Abstract:In modern social media, recommender systems (RecSys) rely on the click-through rate (CTR) as the standard metric to evaluate user engagement. CTR prediction is traditionally framed as a binary classification task to predict whether a user will interact with a given item. However, this approach overlooks the complexity of real-world social modeling, where the user, item, and their interactive features change dynamically in fast-paced online environments. This dynamic nature often leads to model instability, reflected in overfitting short-term fluctuations rather than higher-level interactive patterns.

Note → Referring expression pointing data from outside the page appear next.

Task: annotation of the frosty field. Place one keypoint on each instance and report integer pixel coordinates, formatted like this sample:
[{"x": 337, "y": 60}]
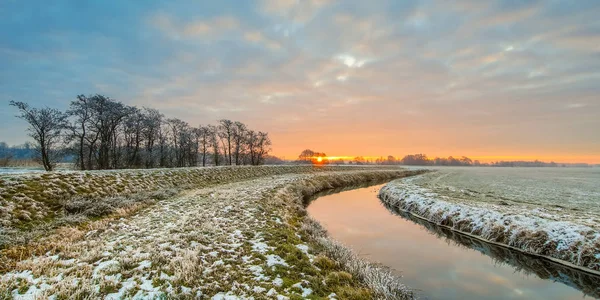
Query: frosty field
[
  {"x": 241, "y": 236},
  {"x": 552, "y": 212}
]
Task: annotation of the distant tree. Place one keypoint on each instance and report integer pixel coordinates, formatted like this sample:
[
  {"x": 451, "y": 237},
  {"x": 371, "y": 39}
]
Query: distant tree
[
  {"x": 416, "y": 160},
  {"x": 239, "y": 136},
  {"x": 204, "y": 135},
  {"x": 214, "y": 142},
  {"x": 306, "y": 155},
  {"x": 5, "y": 154},
  {"x": 45, "y": 127},
  {"x": 225, "y": 133}
]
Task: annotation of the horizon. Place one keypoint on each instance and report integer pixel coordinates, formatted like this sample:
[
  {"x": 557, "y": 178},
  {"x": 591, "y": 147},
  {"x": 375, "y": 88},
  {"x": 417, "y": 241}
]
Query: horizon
[{"x": 492, "y": 81}]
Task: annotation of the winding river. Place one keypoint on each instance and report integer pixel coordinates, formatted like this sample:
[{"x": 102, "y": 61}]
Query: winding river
[{"x": 439, "y": 263}]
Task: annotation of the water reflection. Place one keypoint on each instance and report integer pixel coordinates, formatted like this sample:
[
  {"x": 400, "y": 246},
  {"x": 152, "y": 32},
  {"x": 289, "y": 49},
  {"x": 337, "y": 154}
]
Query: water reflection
[
  {"x": 441, "y": 263},
  {"x": 589, "y": 284}
]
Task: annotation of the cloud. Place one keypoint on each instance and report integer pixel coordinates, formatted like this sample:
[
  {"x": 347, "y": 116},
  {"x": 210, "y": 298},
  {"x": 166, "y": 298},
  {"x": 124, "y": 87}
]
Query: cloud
[{"x": 486, "y": 75}]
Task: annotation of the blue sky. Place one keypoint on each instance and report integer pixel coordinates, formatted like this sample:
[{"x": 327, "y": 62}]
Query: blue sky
[{"x": 479, "y": 78}]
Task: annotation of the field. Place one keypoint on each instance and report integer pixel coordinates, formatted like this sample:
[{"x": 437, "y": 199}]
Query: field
[
  {"x": 552, "y": 212},
  {"x": 231, "y": 232}
]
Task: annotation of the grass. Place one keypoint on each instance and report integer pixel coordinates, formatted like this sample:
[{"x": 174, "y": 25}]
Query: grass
[
  {"x": 250, "y": 238},
  {"x": 549, "y": 232}
]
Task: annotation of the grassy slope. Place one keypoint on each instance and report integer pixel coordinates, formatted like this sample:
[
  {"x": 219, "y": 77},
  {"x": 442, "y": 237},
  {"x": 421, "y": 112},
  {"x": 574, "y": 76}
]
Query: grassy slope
[
  {"x": 249, "y": 238},
  {"x": 31, "y": 204},
  {"x": 551, "y": 232}
]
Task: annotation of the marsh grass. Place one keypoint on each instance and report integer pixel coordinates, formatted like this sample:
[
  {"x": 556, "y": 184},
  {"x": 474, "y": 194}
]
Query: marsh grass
[{"x": 202, "y": 243}]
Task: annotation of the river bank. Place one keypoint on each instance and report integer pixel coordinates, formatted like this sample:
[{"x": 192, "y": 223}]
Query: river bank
[
  {"x": 554, "y": 231},
  {"x": 243, "y": 239}
]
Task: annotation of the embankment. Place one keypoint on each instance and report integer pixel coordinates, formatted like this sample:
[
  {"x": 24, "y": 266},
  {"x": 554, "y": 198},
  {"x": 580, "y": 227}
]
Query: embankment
[
  {"x": 245, "y": 239},
  {"x": 32, "y": 203},
  {"x": 513, "y": 226}
]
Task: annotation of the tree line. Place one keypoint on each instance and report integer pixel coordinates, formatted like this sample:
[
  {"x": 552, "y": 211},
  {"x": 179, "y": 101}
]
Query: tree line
[{"x": 102, "y": 133}]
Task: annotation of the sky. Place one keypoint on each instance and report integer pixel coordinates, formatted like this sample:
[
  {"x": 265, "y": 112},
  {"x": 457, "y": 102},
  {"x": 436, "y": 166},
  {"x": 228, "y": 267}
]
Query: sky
[{"x": 486, "y": 79}]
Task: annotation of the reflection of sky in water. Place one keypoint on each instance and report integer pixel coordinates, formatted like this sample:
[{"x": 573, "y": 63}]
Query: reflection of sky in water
[{"x": 439, "y": 269}]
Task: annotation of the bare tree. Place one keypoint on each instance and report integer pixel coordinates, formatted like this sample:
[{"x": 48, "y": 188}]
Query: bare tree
[
  {"x": 5, "y": 155},
  {"x": 205, "y": 136},
  {"x": 152, "y": 122},
  {"x": 226, "y": 128},
  {"x": 263, "y": 146},
  {"x": 80, "y": 110},
  {"x": 45, "y": 127},
  {"x": 239, "y": 135},
  {"x": 214, "y": 142}
]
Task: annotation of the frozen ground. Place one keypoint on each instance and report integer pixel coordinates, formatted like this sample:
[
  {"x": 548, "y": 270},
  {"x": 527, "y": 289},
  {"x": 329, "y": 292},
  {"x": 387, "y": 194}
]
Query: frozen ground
[
  {"x": 230, "y": 241},
  {"x": 548, "y": 211}
]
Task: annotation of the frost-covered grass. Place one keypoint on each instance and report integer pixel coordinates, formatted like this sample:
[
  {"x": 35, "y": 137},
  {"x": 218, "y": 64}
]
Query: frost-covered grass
[
  {"x": 244, "y": 239},
  {"x": 552, "y": 231},
  {"x": 521, "y": 262},
  {"x": 43, "y": 200}
]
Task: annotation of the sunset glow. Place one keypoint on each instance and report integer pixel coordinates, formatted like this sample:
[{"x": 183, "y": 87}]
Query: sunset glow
[{"x": 491, "y": 80}]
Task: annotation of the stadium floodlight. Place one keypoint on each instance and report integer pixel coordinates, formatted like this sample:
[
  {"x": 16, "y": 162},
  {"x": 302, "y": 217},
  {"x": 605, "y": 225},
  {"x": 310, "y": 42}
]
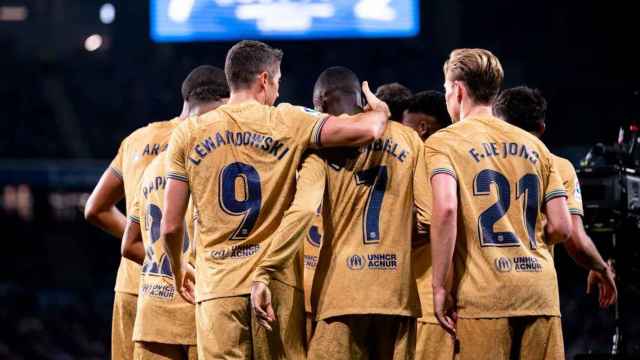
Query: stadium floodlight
[
  {"x": 107, "y": 13},
  {"x": 93, "y": 42}
]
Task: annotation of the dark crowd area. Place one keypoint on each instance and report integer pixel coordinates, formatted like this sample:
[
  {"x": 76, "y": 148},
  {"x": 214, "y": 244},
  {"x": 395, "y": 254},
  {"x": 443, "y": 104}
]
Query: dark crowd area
[{"x": 62, "y": 105}]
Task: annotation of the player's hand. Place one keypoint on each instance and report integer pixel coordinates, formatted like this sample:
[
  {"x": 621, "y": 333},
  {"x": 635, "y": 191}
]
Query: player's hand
[
  {"x": 261, "y": 304},
  {"x": 605, "y": 280},
  {"x": 444, "y": 310},
  {"x": 373, "y": 103},
  {"x": 188, "y": 284}
]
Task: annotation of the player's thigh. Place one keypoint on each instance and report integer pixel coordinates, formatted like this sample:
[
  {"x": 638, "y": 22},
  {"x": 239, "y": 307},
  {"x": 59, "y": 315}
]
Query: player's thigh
[
  {"x": 123, "y": 319},
  {"x": 192, "y": 352},
  {"x": 157, "y": 351},
  {"x": 223, "y": 328},
  {"x": 341, "y": 337},
  {"x": 310, "y": 326},
  {"x": 481, "y": 339},
  {"x": 433, "y": 343},
  {"x": 392, "y": 337},
  {"x": 542, "y": 339},
  {"x": 287, "y": 340}
]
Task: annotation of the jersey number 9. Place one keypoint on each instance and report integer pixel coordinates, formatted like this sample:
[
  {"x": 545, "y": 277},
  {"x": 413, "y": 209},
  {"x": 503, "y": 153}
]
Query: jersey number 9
[{"x": 249, "y": 206}]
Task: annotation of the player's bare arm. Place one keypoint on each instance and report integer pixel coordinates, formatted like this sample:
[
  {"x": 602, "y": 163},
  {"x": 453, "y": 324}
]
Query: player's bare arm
[
  {"x": 101, "y": 209},
  {"x": 176, "y": 200},
  {"x": 443, "y": 242},
  {"x": 359, "y": 129},
  {"x": 558, "y": 227},
  {"x": 584, "y": 252},
  {"x": 132, "y": 246}
]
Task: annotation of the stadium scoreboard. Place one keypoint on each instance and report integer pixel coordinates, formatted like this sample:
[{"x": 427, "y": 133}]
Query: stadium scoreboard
[{"x": 210, "y": 20}]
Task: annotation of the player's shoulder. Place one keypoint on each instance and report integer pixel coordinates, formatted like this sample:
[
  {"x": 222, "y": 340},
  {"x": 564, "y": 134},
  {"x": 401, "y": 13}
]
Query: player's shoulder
[
  {"x": 157, "y": 165},
  {"x": 402, "y": 132},
  {"x": 143, "y": 133},
  {"x": 442, "y": 137},
  {"x": 290, "y": 110},
  {"x": 564, "y": 166}
]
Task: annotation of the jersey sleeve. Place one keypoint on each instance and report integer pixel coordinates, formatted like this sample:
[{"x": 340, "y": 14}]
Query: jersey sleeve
[
  {"x": 572, "y": 185},
  {"x": 135, "y": 213},
  {"x": 288, "y": 238},
  {"x": 308, "y": 122},
  {"x": 421, "y": 189},
  {"x": 177, "y": 153},
  {"x": 438, "y": 161},
  {"x": 553, "y": 186},
  {"x": 116, "y": 164}
]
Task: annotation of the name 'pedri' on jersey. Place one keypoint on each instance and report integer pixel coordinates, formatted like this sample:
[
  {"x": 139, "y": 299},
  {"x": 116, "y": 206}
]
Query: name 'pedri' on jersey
[{"x": 240, "y": 162}]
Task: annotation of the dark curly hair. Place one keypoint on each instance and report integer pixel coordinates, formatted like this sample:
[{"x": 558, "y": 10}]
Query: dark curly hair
[
  {"x": 397, "y": 96},
  {"x": 521, "y": 106},
  {"x": 205, "y": 83},
  {"x": 430, "y": 103}
]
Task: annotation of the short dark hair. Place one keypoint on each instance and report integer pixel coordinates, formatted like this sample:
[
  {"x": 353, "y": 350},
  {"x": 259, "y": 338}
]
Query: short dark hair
[
  {"x": 204, "y": 84},
  {"x": 247, "y": 59},
  {"x": 521, "y": 106},
  {"x": 396, "y": 96},
  {"x": 336, "y": 80},
  {"x": 430, "y": 103}
]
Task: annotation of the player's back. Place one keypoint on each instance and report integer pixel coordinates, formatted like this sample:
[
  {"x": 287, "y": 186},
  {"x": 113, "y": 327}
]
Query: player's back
[
  {"x": 504, "y": 174},
  {"x": 159, "y": 301},
  {"x": 240, "y": 162},
  {"x": 365, "y": 259},
  {"x": 136, "y": 152}
]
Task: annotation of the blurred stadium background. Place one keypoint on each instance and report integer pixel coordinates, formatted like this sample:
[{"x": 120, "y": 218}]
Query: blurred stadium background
[{"x": 77, "y": 76}]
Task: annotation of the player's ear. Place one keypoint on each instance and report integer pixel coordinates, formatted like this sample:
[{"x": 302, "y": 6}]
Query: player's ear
[
  {"x": 542, "y": 126},
  {"x": 423, "y": 128},
  {"x": 263, "y": 79},
  {"x": 460, "y": 91}
]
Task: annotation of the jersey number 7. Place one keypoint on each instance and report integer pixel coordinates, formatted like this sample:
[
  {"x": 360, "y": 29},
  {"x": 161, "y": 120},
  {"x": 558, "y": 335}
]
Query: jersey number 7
[{"x": 377, "y": 178}]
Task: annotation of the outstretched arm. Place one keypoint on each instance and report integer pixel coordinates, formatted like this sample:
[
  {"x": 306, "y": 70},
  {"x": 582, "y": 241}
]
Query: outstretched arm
[
  {"x": 100, "y": 209},
  {"x": 132, "y": 245},
  {"x": 443, "y": 242},
  {"x": 584, "y": 252}
]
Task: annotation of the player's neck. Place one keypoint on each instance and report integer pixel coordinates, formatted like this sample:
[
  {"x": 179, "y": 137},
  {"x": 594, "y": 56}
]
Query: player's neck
[
  {"x": 243, "y": 96},
  {"x": 476, "y": 111},
  {"x": 343, "y": 108}
]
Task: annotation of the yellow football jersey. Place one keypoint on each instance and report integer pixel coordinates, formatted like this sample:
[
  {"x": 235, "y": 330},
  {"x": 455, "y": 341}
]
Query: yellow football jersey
[
  {"x": 364, "y": 265},
  {"x": 163, "y": 316},
  {"x": 135, "y": 153},
  {"x": 570, "y": 181},
  {"x": 311, "y": 251},
  {"x": 240, "y": 162},
  {"x": 502, "y": 266}
]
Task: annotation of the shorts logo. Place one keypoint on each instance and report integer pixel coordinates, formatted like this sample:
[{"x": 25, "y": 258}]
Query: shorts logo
[
  {"x": 503, "y": 264},
  {"x": 355, "y": 262}
]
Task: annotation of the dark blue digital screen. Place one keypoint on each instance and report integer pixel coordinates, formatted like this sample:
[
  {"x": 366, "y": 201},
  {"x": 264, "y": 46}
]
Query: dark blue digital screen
[{"x": 206, "y": 20}]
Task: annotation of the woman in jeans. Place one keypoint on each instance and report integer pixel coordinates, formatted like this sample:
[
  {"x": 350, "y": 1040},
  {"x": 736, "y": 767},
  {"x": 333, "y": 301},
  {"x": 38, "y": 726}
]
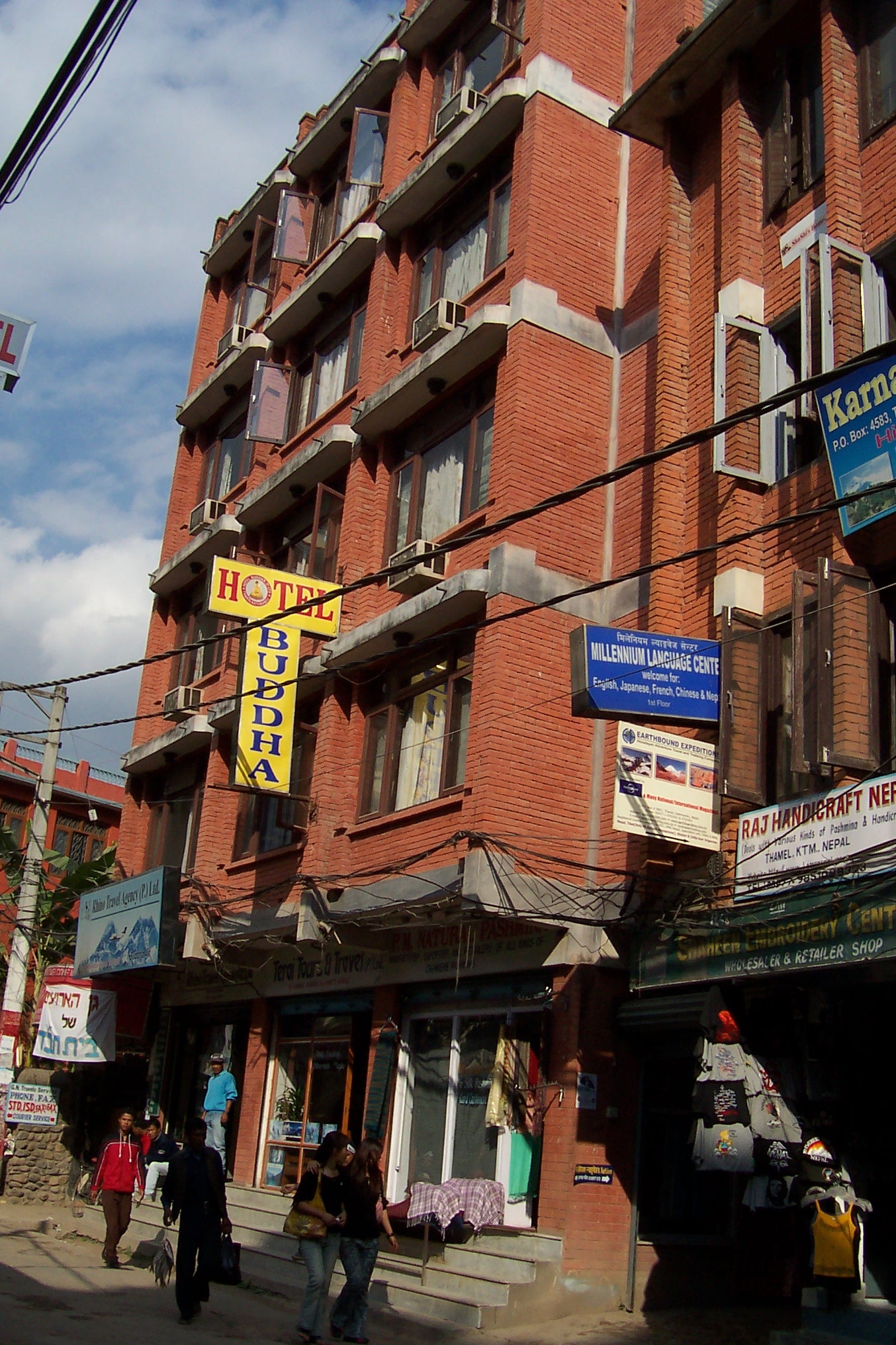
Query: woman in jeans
[
  {"x": 365, "y": 1205},
  {"x": 320, "y": 1255}
]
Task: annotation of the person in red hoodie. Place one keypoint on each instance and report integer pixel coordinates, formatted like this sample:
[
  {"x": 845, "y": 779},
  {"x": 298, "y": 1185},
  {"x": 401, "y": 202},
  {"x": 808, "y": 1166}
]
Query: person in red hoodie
[{"x": 117, "y": 1174}]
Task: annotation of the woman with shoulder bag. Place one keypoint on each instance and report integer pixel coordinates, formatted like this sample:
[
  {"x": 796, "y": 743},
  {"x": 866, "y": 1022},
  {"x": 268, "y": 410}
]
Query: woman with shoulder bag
[
  {"x": 365, "y": 1203},
  {"x": 316, "y": 1219}
]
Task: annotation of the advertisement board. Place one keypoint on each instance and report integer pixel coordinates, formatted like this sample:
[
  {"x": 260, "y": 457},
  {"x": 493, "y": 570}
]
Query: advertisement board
[
  {"x": 240, "y": 590},
  {"x": 623, "y": 674},
  {"x": 823, "y": 835},
  {"x": 858, "y": 416},
  {"x": 128, "y": 926},
  {"x": 666, "y": 787},
  {"x": 31, "y": 1105}
]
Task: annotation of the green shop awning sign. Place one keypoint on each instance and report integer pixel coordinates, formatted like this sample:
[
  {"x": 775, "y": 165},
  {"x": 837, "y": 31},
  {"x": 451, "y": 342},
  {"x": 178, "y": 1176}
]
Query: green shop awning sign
[{"x": 801, "y": 934}]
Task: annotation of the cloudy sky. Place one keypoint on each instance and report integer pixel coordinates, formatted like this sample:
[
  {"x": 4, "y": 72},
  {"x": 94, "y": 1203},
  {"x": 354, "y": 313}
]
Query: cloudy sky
[{"x": 195, "y": 104}]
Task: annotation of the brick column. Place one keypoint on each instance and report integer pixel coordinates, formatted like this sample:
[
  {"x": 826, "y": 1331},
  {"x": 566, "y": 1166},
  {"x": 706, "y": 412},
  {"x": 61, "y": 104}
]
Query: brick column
[{"x": 253, "y": 1094}]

While overfitting calls for more scaled and refined supervisions, current solutions often rely on binary labels that overly simplify fine-grained user preferences through the thresholding process, which significantly reduces the richness of the supervision. Therefore, we aim to alleviate the overfitting problem by increasing the supervision bandwidth in CTR training. Specifically, (i) theoretically, we formulate the impact of fine-grained preferences on model stability as a Lipschitz constrain; (ii) empirically, we discover that scaling the supervision bandwidth can act as an implicit Lipschitz regularizer, stably optimizing existing CTR models to achieve better generalizability. Extensive experiments show that this scaled supervision significantly and consistently improves the optimization process and the performance of existing CTR models, even without the need for additional hyperparameter tuning.